Face à cette situation, ce syndicat a organisé vendredi une assemblée générale extraordinaire à l’issue de laquelle il a condamné « fermement » la saisine par le ministère du Travail, de l’Emploi et de la Sécurité sociale, avec le « soutien » du ministère de l’Éducation nationale, le 9 mars dernier du Tribunal administratif en vue de dissoudre le Cnapeste.
Le syndicat des personnels de l’éducation explique dans un communiqué publié samedi que cette action a été entamée sous prétexte de « non-respect de la loi n° 23-02 », alors qu’il a « rempli toutes ses obligations procédurales ; d’absence de représentation, alors qu’aucune décision n’a été prise sur les modalités de mise en œuvre des éléments de représentation ; de non-respect des décisions de justice, alors que celles-ci n’ont pas été notifiées par les voies officielles ».
Le Cnapeste dénonce une mesure visant à le « neutraliser »
Pour le Cnapeste, cette mesure vise à « neutraliser » le syndicat et à « remettre en cause sa légitimité juridique et sur le terrain .»

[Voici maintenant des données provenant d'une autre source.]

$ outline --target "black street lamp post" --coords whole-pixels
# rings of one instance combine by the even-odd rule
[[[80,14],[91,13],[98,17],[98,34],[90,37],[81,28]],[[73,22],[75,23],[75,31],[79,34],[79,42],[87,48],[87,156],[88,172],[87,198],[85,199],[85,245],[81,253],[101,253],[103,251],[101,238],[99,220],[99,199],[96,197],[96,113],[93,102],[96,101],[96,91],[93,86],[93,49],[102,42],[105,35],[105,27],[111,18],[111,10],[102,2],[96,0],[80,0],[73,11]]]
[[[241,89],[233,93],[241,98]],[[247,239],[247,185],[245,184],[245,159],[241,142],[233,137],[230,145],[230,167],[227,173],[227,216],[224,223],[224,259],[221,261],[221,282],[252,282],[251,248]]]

Le syndicat dénonce les « pressions administratives » dont est « victime le coordinateur national » et « rejette catégoriquement toutes les pratiques visant à le destituer par ce qu’on appelle une « mise à la retraite forcée », ce qui constitue une violation flagrante des textes de loi, une atteinte manifeste à la volonté de la base militante qui l’a élu. »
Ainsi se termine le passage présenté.